Since our new webcast is called “The Conscious Reality Show,” everyone keeps asking me, “What’s conscious reality mean?”
Author teacher Byron Katie has said “You can argue with the way things are. You’ll lose, but only 100% of the time,” which seems to be a statement that reality is reality, with no exceptions.
Author Robert Scheinfeld, Busting Loose From the Money Game taught me (as did Quantum Physics, A Course in Miracles , Access Consciousness, and, well, Jesus the Christ (whose website is still under construction) that we each create our own reality.
Who is right?
My own experiments with reality suggest that all of them are. The way things are showing up is the way things are showing up. The way I am being is the way I am being. It doesn’t mean I can’t change or what is showing up can’t change, but sometimes a step through to change is what lots of people call acceptance, but I call allowance.
If I believe I can change my own reality, the first step is allowing that reality (and my feelings about it) to be what they are. If I just got split up with someone, I may not be able to change that I split up or that I’m sad or mad or lonely, but I may be able to be loving to myself.
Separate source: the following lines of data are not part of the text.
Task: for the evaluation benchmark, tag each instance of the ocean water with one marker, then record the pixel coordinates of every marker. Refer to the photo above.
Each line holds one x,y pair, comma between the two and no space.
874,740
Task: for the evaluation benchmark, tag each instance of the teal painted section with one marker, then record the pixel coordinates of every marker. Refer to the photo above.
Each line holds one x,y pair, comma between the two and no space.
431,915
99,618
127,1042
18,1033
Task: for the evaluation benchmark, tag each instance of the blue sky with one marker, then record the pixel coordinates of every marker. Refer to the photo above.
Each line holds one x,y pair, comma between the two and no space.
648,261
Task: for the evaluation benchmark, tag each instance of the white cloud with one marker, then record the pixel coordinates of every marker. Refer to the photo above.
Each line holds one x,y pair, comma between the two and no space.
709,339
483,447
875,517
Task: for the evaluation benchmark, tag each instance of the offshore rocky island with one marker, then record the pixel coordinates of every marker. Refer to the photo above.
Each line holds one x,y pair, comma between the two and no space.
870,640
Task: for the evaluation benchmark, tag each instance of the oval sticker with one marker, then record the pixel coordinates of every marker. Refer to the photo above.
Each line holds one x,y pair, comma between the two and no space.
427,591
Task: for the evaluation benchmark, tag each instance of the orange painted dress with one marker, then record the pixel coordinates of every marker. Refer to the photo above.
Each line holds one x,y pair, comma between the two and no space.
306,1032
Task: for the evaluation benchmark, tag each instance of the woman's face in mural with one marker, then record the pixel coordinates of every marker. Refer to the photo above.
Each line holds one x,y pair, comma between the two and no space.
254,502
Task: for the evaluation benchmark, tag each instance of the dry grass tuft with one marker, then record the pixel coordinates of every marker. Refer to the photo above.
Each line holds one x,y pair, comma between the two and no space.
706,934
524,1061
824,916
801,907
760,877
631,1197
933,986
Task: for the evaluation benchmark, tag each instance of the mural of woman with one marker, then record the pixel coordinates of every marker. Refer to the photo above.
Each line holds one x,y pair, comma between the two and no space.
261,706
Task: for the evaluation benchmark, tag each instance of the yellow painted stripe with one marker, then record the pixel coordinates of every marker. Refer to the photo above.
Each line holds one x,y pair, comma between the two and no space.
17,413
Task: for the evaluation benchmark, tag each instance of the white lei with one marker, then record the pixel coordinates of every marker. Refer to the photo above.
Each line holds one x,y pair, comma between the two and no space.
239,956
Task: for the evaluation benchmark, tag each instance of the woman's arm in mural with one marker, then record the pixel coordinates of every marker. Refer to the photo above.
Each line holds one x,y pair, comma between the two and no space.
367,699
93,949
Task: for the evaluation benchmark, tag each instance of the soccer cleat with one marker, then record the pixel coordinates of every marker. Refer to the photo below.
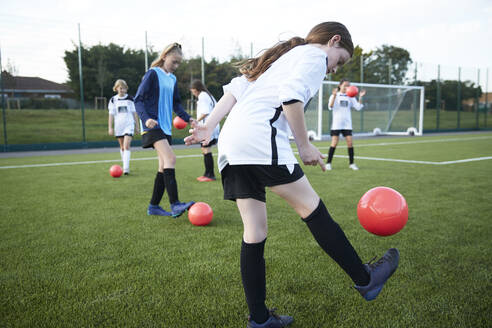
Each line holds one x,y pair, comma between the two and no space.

(One book I’m reading even suggests I could find a way to get off on even the worst feelings I’m having, and I AM experimenting with that right now but don’t want to suggest anything TOO radical)
The conscious reality we’re playing with on the webcast is — how do we look at what’s happening and then ask different questions about it than we were asking before? like my favorites, (also from Access Consciousness), “What Else is Possible?” and “How Does it Get Even Better Than This?”
As an “integrative psychiatrist,” our guest tomorrow, Dr. Abhishek Rai, MD, asks exactly those kinds of questions when, instead of going straight to psych meds the way the average psychiatrist does, he investigates what else could be going on in the body. Sometimes there’s a physical cause for depression. The results and implications are exciting — conscious reality indeed.